Federal judge blocks policy to send asylum seekers back to Mexico

The new barrier (left side) along the border between Calexico, California and Mexicali, Mexico is seen on April 4, 2019. A federal judge on Monday blocked a Trump administration policy forcing asylum seekers to await their court hearings in Mexico. Photo by Ariana Drehsler/UPI

April 9 (UPI) — A federal judge on Monday blocked a Trump administration policy to send some asylum seekers back to Mexico to await the resolution of their immigration processing.

U.S. District Judge Richard Seeborg, of San Francisco, enjoined the Migrant Protection Protocols policy, saying the Department of Homeland Security didn’t have the authority to carry out the policy and that it failed to include sufficient safeguards for asylum seekers.

Seeborg wrote that the order will take effect at 5 p.m. on Friday and that all plaintiffs named in the suit will be permitted to enter the United States within two days after that date.

The Migrant Protection Protocols policy began in January at the port of entry in San Ysidro, Calif., but has been extended to Calexico, Calif., and El Paso, Texas.

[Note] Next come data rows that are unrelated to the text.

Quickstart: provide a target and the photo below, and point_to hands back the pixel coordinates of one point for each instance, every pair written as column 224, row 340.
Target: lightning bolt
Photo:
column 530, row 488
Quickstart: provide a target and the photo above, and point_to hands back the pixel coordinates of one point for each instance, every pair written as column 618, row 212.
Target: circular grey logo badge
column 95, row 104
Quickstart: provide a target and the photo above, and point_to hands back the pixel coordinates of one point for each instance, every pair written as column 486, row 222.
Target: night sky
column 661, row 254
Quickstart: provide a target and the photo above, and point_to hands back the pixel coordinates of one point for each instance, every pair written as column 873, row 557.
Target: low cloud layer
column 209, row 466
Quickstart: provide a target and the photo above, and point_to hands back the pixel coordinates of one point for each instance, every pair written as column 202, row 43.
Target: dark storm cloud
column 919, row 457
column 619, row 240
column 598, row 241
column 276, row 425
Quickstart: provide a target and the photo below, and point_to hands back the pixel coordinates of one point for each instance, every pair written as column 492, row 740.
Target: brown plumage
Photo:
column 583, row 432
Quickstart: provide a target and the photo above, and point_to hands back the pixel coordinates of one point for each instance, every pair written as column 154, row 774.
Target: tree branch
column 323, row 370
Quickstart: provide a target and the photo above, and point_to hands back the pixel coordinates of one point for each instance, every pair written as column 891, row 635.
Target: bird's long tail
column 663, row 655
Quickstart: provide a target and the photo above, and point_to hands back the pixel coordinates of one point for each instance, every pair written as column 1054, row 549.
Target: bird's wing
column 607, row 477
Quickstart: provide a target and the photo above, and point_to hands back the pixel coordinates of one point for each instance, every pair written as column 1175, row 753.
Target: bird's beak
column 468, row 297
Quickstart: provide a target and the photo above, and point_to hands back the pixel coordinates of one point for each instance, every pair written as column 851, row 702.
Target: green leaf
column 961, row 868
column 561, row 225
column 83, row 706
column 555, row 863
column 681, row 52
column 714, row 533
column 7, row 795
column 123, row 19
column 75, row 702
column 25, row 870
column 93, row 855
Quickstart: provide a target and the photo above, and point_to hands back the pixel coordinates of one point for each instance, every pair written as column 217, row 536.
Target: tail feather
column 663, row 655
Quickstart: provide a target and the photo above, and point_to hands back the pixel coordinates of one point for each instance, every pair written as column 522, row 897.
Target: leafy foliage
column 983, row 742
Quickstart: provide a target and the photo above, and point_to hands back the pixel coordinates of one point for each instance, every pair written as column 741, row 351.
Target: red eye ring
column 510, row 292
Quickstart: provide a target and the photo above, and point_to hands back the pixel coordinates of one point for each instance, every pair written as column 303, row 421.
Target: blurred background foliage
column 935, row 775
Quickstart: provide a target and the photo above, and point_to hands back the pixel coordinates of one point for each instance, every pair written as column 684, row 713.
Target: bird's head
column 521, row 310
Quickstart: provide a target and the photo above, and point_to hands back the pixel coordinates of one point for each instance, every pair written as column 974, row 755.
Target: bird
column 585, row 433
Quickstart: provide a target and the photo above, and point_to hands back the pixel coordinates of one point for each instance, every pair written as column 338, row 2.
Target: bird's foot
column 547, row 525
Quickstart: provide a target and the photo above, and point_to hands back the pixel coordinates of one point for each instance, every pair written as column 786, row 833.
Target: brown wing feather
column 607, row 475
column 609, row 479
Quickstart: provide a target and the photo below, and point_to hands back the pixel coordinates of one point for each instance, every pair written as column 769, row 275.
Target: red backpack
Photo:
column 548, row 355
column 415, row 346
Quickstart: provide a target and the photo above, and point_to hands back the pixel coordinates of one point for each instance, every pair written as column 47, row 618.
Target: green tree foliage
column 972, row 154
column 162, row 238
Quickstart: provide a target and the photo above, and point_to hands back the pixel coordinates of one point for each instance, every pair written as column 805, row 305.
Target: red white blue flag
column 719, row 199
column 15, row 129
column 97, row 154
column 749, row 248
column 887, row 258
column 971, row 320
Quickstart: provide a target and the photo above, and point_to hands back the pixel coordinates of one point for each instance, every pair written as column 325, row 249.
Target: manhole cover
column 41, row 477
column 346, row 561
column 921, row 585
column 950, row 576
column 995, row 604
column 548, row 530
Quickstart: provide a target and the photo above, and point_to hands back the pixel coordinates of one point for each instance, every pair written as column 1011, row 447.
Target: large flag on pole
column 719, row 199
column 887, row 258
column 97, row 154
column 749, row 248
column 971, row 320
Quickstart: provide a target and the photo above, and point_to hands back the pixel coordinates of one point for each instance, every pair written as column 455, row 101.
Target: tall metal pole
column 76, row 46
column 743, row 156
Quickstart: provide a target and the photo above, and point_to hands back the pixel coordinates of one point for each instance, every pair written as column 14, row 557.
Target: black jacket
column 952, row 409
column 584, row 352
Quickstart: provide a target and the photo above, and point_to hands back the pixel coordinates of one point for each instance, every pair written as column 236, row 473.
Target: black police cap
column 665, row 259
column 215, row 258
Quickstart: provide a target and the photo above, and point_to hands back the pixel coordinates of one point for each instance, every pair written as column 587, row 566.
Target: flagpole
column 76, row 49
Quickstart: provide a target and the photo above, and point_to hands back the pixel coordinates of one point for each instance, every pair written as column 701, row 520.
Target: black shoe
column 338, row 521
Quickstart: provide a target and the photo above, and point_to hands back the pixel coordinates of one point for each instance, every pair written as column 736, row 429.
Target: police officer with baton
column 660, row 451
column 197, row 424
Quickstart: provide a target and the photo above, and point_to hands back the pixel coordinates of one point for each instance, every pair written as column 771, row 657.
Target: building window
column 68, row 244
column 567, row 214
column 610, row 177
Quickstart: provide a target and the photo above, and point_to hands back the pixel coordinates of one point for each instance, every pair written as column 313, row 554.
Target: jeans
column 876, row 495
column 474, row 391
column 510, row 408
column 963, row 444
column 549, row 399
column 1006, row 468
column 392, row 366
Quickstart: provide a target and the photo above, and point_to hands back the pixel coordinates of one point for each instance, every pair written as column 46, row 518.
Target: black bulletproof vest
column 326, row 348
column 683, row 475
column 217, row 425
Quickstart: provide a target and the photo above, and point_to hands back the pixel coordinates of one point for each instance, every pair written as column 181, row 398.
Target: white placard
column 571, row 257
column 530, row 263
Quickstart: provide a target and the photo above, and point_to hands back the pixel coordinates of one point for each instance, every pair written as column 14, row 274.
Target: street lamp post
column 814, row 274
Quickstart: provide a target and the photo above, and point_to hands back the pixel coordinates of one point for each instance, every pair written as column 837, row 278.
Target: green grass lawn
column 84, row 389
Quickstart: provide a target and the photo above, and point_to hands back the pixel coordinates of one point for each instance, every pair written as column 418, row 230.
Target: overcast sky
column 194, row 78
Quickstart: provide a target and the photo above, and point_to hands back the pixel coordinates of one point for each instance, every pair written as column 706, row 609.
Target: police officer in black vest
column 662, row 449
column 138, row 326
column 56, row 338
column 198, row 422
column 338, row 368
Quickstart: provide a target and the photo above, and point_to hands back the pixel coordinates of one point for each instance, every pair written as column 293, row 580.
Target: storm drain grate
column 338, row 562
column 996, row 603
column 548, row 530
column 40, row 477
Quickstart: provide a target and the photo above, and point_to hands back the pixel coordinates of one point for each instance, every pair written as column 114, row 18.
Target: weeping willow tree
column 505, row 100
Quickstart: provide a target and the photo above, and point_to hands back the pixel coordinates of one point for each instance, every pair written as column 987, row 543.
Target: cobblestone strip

In his ruling, Seeborg wrote it would have been extended farther along the border if not enjoined.

Under the procedures, immigrants requesting asylum — including those who crossed through the ports legally — were returned to Mexico with the ability to return in a month for an appearance in U.S. immigration court.

Kirstjen Nielsen, who was secretary of the Department of Homeland Security at the time, said the policy was meant to prevent the so-called catch and release tactic in which immigrants who cross the border illegally are arrested and then released pending a future court date.

Prior to resigning on Sunday, Nielsen had requested that the policy be expanded.

In his ruling, Seeborg wrote that the legal question posed by the case was not “whether the MPP is a wise, intelligent, or humane policy, or whether it is the best approach for addressing the circumstances the executive branch contends constitute a crisis.”

He stated instead that the legal ruling found the program likely violates the Immigration and Nationality Act, the Administrative Procedures Act and legal protections ensuring immigrants “are not returned to unduly dangerous circumstances.”

The DHS will still have authority to detain migrants upon returning to the United States and Seeborg’s ruling does not preclude Congress from creating a similar program under federal law.

“To be clear, the issue in this case is not whether it would be permissible for Congress to authorize DHS to return aliens to Mexico pending final determinations as to their admissibility,” Seeborg wrote.